Former NRL player Joe Williams spoke openly at the conference about his battle with mental health issues. At the top of his league career, Williams spiralled into a deep depression and used drugs and alcohol to self-medicate. After losing his partner and children he tried to take his own life.
“I thought that the world would be better off without me on the earth, my kids would be better off without me, so I did everything I possibly could not to be here anymore," Williams told BuzzFeed News.
Williams works with vulnerable young Aboriginal men in regional NSW who are battling a sense of hopelessness and have limited opportunities at education and employment.
"Most of these country kids, and in particular young men, don’t have any positive role models at home and they don't have any programs they can go to. No chance of a job, in and out of prisons. Their life can be bleak."
"They turn to drugs and alcohol and that makes the mental health problem worse and I can tell you it's a short step to suicide from there," Williams said.
As a young person growing up in the Aboriginal town camp of Morris Soak, just outside of Alice Springs in Central Australia, Rosalina Curtis tried to take her own life several times in a bid to escape the mental anguish she felt over being a sistergirl, a transgendered Aboriginal person.
"I was about six or seven years old when I had my first suicidal thought. I felt alone, sad and depressed. I knew I was a sistergirl and I knew that would mean a hard and tough life for me," Curtis told BuzzFeed News.
"I still suffer from depression and anxiety. I live in Sydney now where I can get help from phycologists. If I still lived in a remote community there wouldn't be any services that would deal with sexuality or gender diverse people."
The conference heard that there was no data or statistics on Indigenous LGBT mental health issues, this is despite anecdotal evidence from ACON Health suggesting that this is the most vulnerable group of Australians when it comes to suicide.
Curtis claims that the wider community, as well as the Indigenous community, do not want to deal with LGBT suicides. She says those who identify as gay or transgender suffer in silence and at risk of suicide, in most cases scared to seek help for fear of retribution from within their communities.
Curtis points to the conference as an example of silencing the Indigenous LGBT community once again when it comes to discussion of mental health.
"We [the group of sistergirls that attended] didn't even get the chance to tell our stories at this conference," Curtis said.
"This is despite me and my twin sister Brie, who is also transgendered, being traditional owners of Alice Springs."

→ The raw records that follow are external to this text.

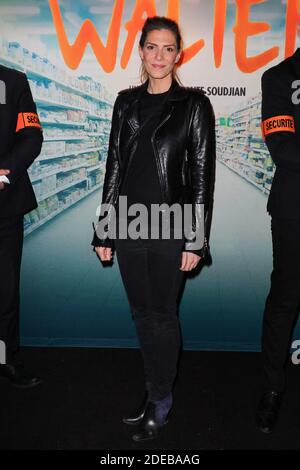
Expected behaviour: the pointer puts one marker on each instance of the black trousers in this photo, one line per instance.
(282, 303)
(11, 243)
(152, 280)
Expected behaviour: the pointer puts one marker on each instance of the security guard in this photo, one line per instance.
(21, 140)
(281, 131)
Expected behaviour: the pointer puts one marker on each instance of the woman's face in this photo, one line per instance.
(159, 53)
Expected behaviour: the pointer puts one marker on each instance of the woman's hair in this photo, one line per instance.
(159, 22)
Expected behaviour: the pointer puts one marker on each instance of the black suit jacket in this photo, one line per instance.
(21, 140)
(281, 129)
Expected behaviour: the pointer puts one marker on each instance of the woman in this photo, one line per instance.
(161, 150)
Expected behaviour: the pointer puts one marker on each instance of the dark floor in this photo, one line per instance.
(87, 391)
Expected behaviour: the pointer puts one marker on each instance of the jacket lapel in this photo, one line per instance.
(132, 114)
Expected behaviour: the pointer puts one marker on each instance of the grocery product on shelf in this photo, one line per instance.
(75, 113)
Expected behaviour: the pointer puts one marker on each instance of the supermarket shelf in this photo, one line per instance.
(96, 116)
(69, 154)
(35, 73)
(93, 168)
(56, 171)
(41, 222)
(11, 63)
(62, 124)
(59, 189)
(61, 137)
(240, 173)
(66, 86)
(56, 104)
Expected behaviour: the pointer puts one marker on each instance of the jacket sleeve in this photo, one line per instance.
(278, 122)
(29, 136)
(201, 160)
(111, 179)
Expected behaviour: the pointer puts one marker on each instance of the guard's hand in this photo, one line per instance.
(104, 253)
(189, 261)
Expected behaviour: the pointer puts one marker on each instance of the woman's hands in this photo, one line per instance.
(104, 253)
(189, 261)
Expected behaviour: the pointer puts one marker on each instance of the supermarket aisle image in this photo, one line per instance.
(69, 298)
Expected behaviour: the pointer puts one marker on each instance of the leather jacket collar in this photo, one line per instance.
(177, 92)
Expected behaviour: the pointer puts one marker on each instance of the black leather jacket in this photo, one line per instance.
(184, 148)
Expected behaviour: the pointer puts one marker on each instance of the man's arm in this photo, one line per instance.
(278, 122)
(29, 136)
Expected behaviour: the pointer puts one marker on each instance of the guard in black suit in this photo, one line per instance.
(21, 140)
(281, 131)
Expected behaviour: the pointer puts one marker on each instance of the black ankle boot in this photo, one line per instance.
(268, 410)
(137, 415)
(150, 425)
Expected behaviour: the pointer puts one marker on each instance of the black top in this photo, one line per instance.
(142, 182)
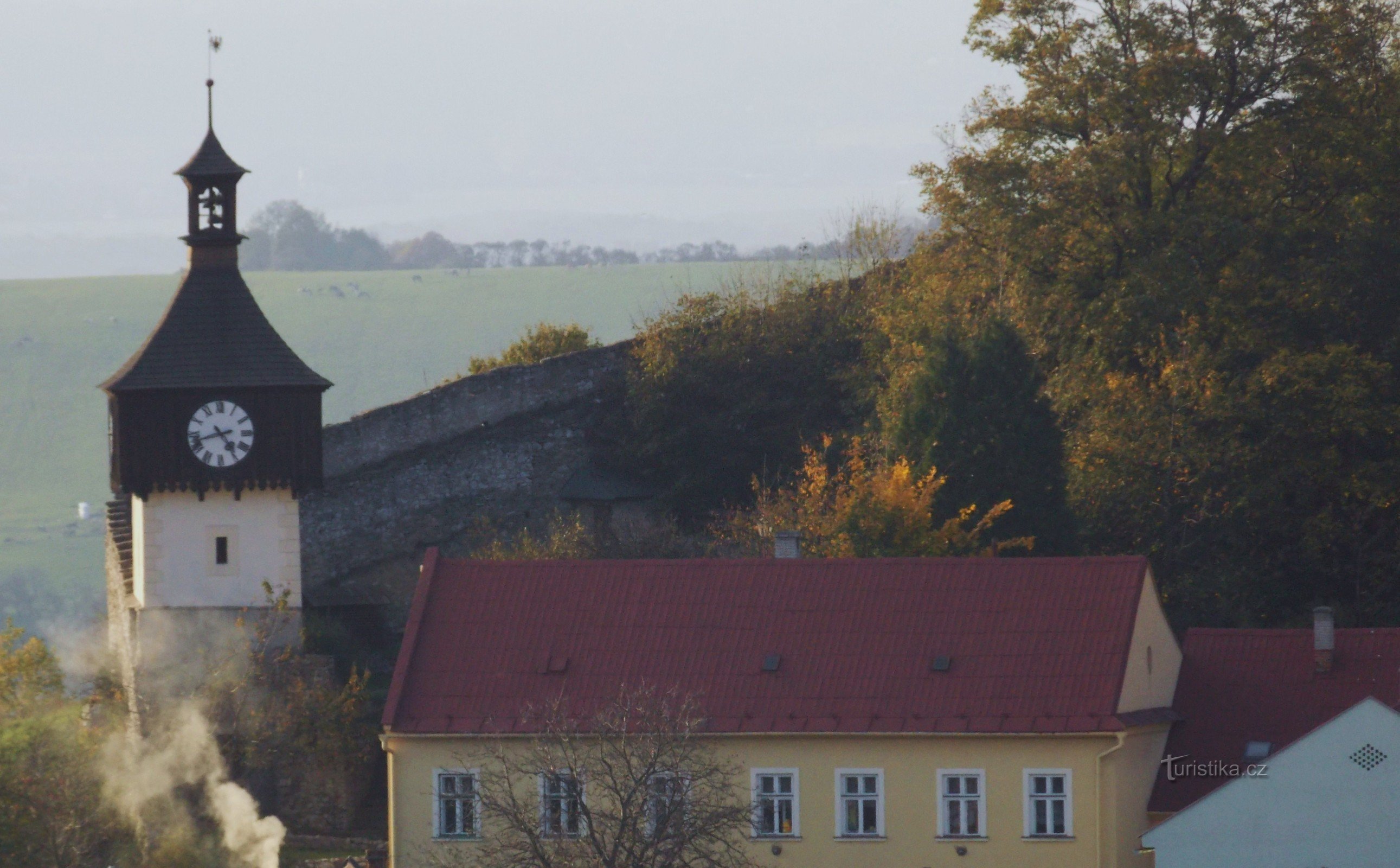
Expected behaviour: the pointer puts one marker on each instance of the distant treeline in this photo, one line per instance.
(289, 237)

The federal government has set aside $17.8 million for Aboriginal and Torres Strait Islander suicide prevention, but the money remains unused because it was tied to a plan under the Gillard government that was never implemented.
Indigenous affairs minister Nigel Scullion says the money will be used to fund initiatives starting in August.
If you or someone you know needs help, you can call Lifeline on 13 11 14, Mensline Australia on 1300 789 978 or the Suicide Call Back Service on 1300 659 467.